Left Ralph Lauren’s take on girly florals was paired with socks and loafers on the designer’s New York runway. Right: We wrapped a belt around our roomy version, which was $9.99 at a shop filled with knick-knacks in Toronto’s Little Italy.

Even if you have dedicated your life to the Angelina Jolie trifecta of black, white and grey or the name Laura Ashley makes your gorge rise, there will come a day this season when you will need a sweet little pink floral dress.

The occasion might be a picnic with extended family or a neighbourhood tea or maybe a date to the zoo, but will be a time and a place for twee.

Remember also that the farm-girl floral dress is at the heart of the grunge look when paired with army boots and ratty hair. And it would not take a style PhD to conclude, after a discontented winter of stores overrun with flannel plaid shirting, that the early-nineties Seattle thing is coming around again to dishevel all and sundry in the path of its feedback.

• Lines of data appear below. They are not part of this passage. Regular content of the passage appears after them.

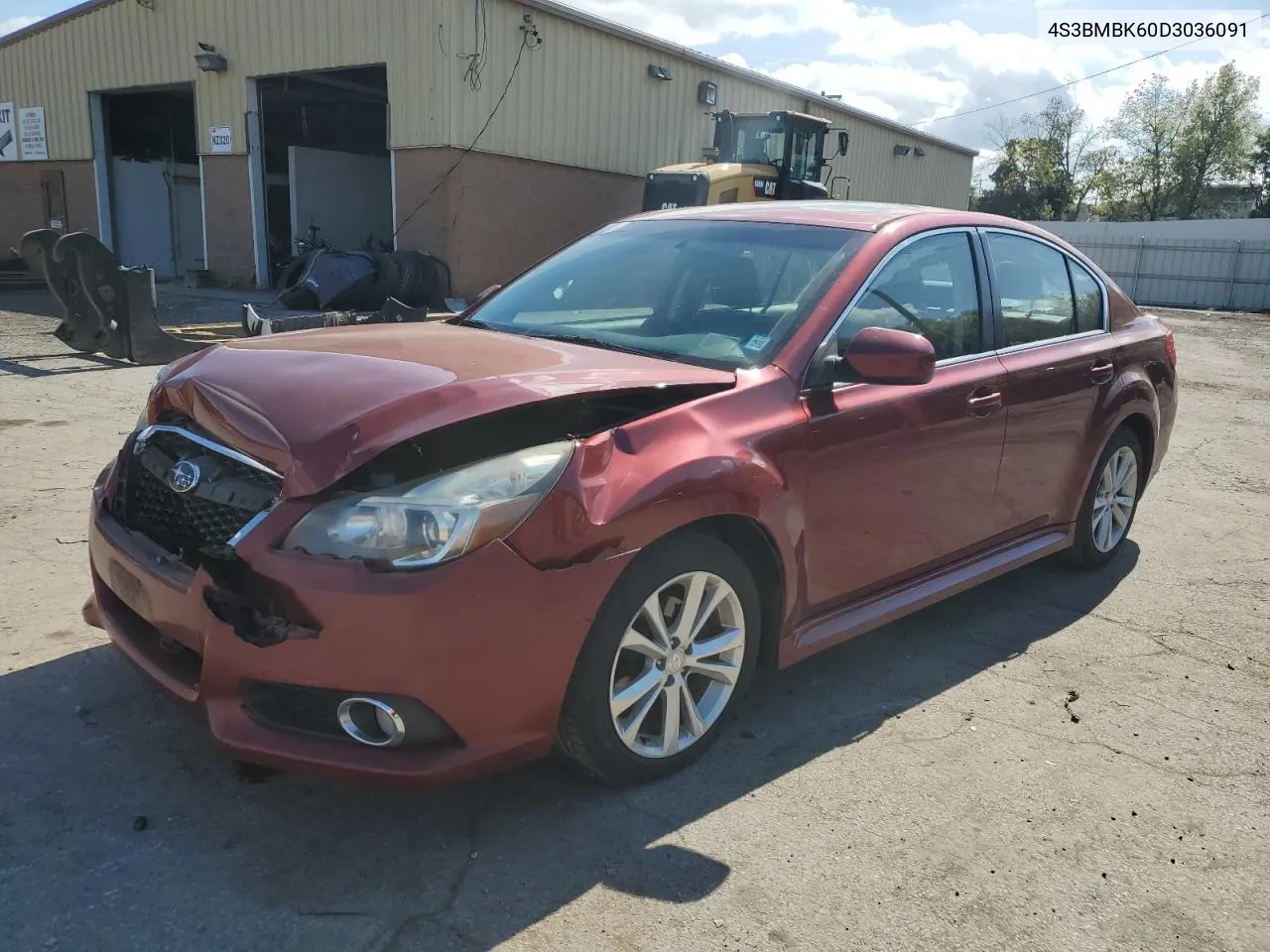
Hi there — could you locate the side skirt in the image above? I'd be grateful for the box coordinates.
[779,527,1072,667]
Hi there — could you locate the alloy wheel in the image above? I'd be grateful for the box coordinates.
[1091,447,1138,552]
[608,571,745,758]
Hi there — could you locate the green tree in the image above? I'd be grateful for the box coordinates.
[975,136,1065,221]
[1024,96,1097,221]
[1072,146,1120,217]
[1248,126,1270,218]
[1107,72,1187,221]
[1089,159,1143,221]
[1174,63,1260,218]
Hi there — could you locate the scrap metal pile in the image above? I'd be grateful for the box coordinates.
[20,228,207,366]
[10,228,462,366]
[277,248,450,311]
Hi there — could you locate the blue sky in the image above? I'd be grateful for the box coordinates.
[0,0,1270,161]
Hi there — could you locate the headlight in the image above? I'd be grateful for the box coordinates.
[282,441,572,568]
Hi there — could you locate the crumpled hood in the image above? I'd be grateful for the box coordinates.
[151,323,735,498]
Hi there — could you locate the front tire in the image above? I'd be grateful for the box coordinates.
[557,534,762,787]
[1067,427,1146,568]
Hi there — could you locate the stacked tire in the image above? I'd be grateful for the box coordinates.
[274,251,444,311]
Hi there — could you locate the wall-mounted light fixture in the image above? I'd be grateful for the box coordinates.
[194,42,230,72]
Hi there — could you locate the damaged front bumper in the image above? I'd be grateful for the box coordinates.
[83,489,631,781]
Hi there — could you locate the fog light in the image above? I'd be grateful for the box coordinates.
[336,697,405,748]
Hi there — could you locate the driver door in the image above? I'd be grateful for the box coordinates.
[804,230,1006,613]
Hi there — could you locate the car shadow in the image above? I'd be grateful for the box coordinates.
[0,542,1138,952]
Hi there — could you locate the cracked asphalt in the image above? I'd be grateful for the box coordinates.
[0,295,1270,952]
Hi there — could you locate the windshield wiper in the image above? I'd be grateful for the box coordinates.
[525,331,675,361]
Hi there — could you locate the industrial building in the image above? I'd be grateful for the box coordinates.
[0,0,974,295]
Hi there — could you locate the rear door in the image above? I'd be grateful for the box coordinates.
[981,228,1116,531]
[804,228,1006,613]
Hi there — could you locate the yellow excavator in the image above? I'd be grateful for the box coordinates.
[644,109,849,212]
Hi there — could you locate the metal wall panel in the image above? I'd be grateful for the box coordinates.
[1035,218,1270,311]
[1034,218,1270,311]
[0,0,971,208]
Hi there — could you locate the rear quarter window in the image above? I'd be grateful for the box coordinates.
[1067,258,1103,334]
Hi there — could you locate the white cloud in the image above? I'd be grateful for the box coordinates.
[571,0,1270,149]
[0,17,42,37]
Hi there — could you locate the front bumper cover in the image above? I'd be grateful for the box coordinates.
[83,490,632,781]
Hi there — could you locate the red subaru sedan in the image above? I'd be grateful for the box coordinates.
[85,202,1176,784]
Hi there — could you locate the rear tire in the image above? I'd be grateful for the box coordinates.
[1063,426,1146,568]
[557,534,762,787]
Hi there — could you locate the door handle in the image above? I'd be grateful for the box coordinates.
[965,387,1002,416]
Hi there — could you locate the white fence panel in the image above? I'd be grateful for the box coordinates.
[1034,218,1270,311]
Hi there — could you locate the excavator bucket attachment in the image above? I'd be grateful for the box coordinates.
[20,228,208,366]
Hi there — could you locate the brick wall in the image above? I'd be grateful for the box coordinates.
[203,155,255,286]
[395,149,644,298]
[0,162,98,258]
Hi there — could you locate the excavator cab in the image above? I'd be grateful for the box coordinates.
[644,110,848,212]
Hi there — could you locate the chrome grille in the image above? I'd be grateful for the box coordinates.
[115,426,282,556]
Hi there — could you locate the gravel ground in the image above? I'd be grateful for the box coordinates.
[0,300,1270,952]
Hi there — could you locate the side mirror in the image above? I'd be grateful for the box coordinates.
[842,327,935,386]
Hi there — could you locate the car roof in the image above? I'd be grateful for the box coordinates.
[632,199,1033,231]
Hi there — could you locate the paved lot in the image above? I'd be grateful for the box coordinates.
[0,300,1270,952]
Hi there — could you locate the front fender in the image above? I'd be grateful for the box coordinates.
[508,389,806,627]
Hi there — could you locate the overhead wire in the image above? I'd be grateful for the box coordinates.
[913,13,1270,126]
[393,28,543,239]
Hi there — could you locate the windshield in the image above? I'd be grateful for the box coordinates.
[464,221,869,369]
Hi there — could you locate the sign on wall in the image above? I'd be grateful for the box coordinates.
[210,126,234,155]
[18,105,49,162]
[0,103,18,163]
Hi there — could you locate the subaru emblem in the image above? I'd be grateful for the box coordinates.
[168,459,203,493]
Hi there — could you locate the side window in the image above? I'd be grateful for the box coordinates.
[838,232,989,361]
[790,130,817,181]
[1067,258,1102,334]
[988,231,1076,346]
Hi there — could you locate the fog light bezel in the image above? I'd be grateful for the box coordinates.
[335,695,405,748]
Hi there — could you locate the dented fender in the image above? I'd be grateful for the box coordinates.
[508,369,807,606]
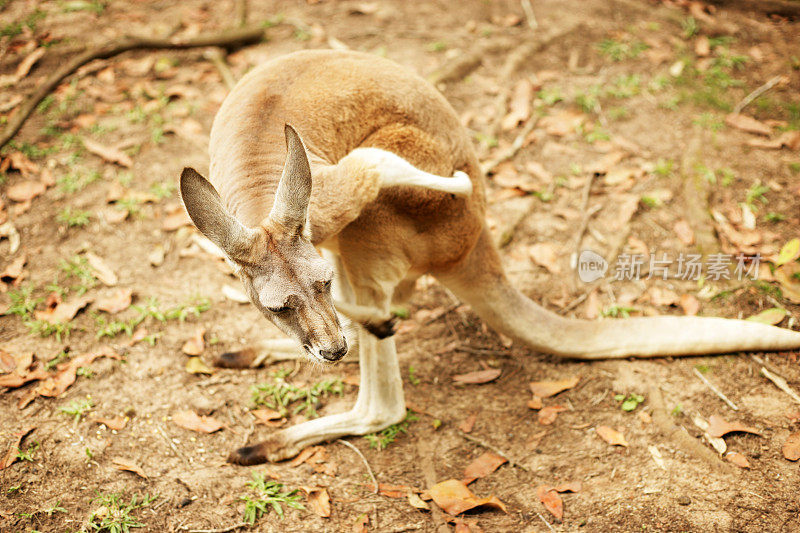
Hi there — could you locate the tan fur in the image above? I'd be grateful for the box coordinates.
[184,50,800,464]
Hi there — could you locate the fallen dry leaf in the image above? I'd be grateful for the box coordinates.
[186,357,214,375]
[539,109,586,137]
[0,367,50,389]
[0,426,36,470]
[747,307,787,326]
[725,452,750,468]
[181,327,206,355]
[586,150,627,175]
[172,411,224,433]
[708,415,761,437]
[775,239,800,266]
[83,137,133,168]
[782,431,800,461]
[250,407,286,427]
[6,180,47,202]
[95,289,133,315]
[14,47,47,81]
[453,368,503,385]
[500,78,533,131]
[111,457,147,479]
[407,492,431,511]
[352,513,369,533]
[85,252,117,286]
[428,479,507,516]
[0,348,17,374]
[536,485,564,522]
[725,113,772,137]
[458,413,478,433]
[31,346,122,399]
[530,376,581,398]
[595,426,628,446]
[462,452,508,485]
[774,263,800,304]
[537,405,567,426]
[453,518,483,533]
[300,487,331,518]
[647,287,680,306]
[94,416,128,431]
[367,483,414,498]
[679,294,700,316]
[0,254,28,282]
[528,242,563,274]
[5,151,39,178]
[553,481,583,492]
[528,396,544,411]
[694,35,711,57]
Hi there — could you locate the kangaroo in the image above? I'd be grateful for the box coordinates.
[180,50,800,465]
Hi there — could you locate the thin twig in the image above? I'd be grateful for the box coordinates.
[156,424,183,458]
[536,513,556,533]
[0,26,266,148]
[458,430,530,472]
[569,177,603,269]
[336,439,379,494]
[519,0,539,30]
[178,522,251,533]
[236,0,248,28]
[203,48,236,91]
[733,75,783,115]
[647,383,732,472]
[483,118,539,174]
[761,366,800,403]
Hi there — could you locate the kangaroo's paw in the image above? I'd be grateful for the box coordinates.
[228,403,406,465]
[228,431,302,466]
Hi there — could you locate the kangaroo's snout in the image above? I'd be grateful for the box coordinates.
[319,338,347,362]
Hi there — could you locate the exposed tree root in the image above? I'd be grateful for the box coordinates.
[0,26,266,148]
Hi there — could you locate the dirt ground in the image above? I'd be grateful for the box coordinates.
[0,0,800,532]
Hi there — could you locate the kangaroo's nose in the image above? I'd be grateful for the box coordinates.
[319,339,347,361]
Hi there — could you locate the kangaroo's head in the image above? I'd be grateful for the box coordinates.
[181,125,347,362]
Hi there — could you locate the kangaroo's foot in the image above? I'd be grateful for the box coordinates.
[228,331,406,465]
[228,404,406,465]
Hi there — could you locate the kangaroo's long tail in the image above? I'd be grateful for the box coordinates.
[439,230,800,359]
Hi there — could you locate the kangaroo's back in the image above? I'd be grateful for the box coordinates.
[210,50,484,236]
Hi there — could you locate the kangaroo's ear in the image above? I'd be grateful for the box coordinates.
[181,168,258,259]
[269,124,311,233]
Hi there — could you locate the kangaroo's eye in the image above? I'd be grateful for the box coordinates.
[314,280,331,292]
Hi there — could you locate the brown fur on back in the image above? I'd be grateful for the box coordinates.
[210,50,484,273]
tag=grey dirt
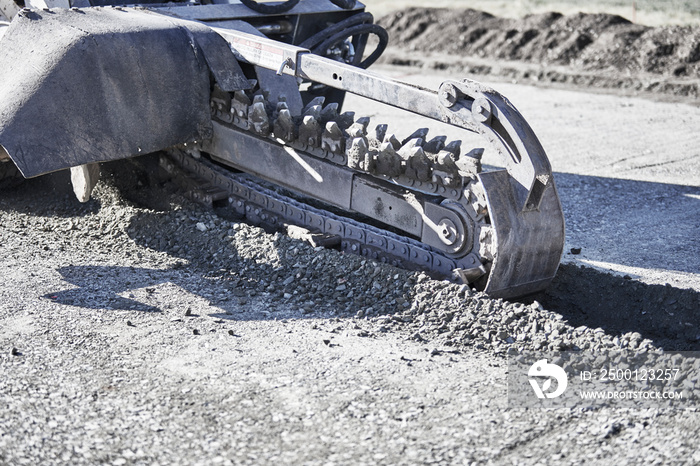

Seen at left, the American original from the New York runway is by Ralph Lauren and would cost you about $500. But we followed some sweet nostalgic memories in seeking out our sweet knockoff.

Long before Courtney Love molled (or mauled or maybe even malled!) her way into our collective consciousness, a design duo spiritually raised on Toronto's Queen Street West, Joyce Gunhouse and Judy Cornish, developed a signature look - the sloppily chic, artfully baggy housedress.

It was the cool downtown-girl uniform of my youth. And although their perfect dresses continue to be flawlessly constructed to look so offhand, I always had a fantasy that the women wearing them had plucked them off the racks of the grotty Italian housedress shops on College Street to the north.

These shops, including a favourite holdout across from Café Diplomatico in Little Italy, remain today; you can get embellished Chinese slippers for two bucks as well as this Italian/Portuguese-mama number for $9.99.

Cinched with a little belt, the effect is bang on the original.